We are working on three major research areas. First, we want to understand why certain areas of the brain are affected in the disease, and of no less importance, why certain areas are not affected. If we could understand this, we might be able to make predictions about the kind of therapies that are needed. Second, we want to understand the process that I mentioned above, namely neuroinflammation, in disease progression. As I also mentioned, neuroinflammation has been observed in a number of other brain diseases, and also in other lysosomal storage diseases, meaning that lessons learned, and tools available from some of these other studies might be applicable to neuronopathic Gaucher disease. Finally, we want to take advantage of the two goals above to try to discover new therapeutic options. For instance, there are many common drugs that can be used to treat neuroinflammation – might these be useful to ameliorate disease symptoms in the mouse, and then possibly in humans? I should say that so far this approach has not been successful in the mouse that we received from Dr. Karlsson – however, there is a caveat in the use of the Karlsson mouse inasmuch as it only lives in the laboratory for a relatively short period (2-3 weeks), meaning that the window of opportunity for treatment is fairly limited.

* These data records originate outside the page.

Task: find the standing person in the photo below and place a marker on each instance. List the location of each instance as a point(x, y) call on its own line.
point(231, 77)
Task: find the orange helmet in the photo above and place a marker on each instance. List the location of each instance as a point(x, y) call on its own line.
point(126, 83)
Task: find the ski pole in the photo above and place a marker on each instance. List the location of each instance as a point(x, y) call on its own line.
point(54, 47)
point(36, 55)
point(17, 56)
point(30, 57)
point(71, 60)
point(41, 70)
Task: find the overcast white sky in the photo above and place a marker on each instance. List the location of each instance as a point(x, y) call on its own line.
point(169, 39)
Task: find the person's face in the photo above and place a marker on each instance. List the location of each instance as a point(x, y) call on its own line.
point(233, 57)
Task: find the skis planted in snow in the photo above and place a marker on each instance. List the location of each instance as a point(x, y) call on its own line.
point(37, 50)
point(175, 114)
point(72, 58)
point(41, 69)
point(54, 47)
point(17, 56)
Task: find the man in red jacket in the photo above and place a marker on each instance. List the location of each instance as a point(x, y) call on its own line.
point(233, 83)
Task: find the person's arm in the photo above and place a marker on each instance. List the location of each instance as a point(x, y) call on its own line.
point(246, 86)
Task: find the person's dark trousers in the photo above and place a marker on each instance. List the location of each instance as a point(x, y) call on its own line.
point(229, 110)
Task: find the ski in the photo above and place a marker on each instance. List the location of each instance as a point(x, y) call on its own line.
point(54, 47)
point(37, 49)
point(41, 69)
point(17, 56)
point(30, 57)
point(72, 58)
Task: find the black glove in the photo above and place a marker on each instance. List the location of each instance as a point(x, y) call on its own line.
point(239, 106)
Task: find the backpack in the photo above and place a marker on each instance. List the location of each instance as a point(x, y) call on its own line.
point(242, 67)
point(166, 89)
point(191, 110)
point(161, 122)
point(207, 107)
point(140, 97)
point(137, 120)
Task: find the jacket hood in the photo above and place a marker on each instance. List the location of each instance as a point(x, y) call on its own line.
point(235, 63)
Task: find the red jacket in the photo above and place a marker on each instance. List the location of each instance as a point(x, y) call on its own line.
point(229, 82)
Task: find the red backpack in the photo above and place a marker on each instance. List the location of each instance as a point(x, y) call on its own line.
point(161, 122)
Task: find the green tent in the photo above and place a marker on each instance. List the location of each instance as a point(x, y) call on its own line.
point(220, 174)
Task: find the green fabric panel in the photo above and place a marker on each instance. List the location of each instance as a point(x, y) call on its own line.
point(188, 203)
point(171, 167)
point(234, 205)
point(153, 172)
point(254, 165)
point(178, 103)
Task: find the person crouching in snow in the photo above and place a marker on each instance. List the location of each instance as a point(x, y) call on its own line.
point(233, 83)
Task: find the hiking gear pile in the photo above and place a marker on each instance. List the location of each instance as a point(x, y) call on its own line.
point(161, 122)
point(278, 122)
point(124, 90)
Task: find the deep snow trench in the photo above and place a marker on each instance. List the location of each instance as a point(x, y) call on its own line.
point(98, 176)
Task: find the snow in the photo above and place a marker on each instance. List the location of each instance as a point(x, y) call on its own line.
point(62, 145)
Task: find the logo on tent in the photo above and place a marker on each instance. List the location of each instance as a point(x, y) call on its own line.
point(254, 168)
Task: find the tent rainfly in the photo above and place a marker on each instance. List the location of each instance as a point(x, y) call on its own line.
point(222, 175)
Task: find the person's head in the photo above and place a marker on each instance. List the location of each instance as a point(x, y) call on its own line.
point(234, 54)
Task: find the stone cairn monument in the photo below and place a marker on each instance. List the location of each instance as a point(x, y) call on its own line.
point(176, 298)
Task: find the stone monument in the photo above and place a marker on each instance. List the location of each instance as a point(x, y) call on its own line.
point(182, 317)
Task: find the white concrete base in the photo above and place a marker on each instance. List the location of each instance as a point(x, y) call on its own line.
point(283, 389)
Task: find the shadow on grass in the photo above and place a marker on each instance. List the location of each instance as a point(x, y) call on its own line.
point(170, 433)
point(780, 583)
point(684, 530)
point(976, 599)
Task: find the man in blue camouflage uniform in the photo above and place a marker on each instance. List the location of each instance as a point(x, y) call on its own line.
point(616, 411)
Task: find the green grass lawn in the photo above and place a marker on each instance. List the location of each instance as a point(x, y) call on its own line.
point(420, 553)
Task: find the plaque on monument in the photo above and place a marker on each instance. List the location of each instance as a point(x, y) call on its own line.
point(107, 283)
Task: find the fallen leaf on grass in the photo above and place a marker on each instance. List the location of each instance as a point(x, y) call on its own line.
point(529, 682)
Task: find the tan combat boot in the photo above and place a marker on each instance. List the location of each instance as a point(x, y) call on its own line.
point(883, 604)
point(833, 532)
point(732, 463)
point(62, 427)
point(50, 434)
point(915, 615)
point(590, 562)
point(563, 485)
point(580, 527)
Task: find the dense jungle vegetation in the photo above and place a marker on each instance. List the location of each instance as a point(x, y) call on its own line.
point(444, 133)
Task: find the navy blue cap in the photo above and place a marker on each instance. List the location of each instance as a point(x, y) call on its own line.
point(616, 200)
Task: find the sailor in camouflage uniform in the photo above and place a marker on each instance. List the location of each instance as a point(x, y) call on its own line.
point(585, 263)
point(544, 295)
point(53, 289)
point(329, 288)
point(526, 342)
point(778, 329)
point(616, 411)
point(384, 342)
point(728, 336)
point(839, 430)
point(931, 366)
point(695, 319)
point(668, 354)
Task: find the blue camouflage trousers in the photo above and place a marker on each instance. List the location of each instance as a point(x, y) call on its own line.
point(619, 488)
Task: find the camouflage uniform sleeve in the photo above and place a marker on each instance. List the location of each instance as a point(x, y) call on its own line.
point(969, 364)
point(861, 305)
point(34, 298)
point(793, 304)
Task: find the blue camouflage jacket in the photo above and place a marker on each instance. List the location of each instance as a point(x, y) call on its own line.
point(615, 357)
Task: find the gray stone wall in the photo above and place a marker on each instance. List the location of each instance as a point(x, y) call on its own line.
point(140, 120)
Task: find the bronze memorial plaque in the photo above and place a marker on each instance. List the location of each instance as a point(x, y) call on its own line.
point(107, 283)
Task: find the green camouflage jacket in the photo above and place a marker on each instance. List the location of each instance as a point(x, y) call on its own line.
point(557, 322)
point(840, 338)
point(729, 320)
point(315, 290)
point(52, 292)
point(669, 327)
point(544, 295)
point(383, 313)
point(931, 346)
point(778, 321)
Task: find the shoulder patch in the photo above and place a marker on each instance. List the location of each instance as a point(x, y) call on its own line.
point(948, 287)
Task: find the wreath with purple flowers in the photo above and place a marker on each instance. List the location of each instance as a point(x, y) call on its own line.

A mouse is a mouse – NOT REALLY

This is one of the reasons that the CGRF has also funded attempts by myself and two colleagues in the Weizmann Institute, who are experts in mouse genetics, to make a new mouse model. I am unable to go into detail at this stage, but I am confident that we will have something exciting to report soon.

Is there cause for optimism?

So this is where we are to date. Is there cause for optimism? Yes. New researchers are being attracted to the field. One mouse model is available and others are on the way. Neuroscientists are becoming interested in Gaucher disease research. Links are being found between Gaucher disease and other lysosomal storage diseases, and also Parkinson’s disease. Are we close to finding a cure? Well, certainly nearer a cure than a few years ago, but much more basic research is still required before therapies will be available. How long will this take? And to that question, I must honestly say that we have no idea. Scientific discoveries normally occur due to the right environment being established for ideas to develop and come to fruition, and due to funding being available to put these ideas into practice. I can only say that my laboratory is doing its utmost to understand what is going on in the disease, and to take these findings along the path that will lead to a cure. And none of this would be possible without the wonderful support of the CGRF, and for this I express my deep gratitude.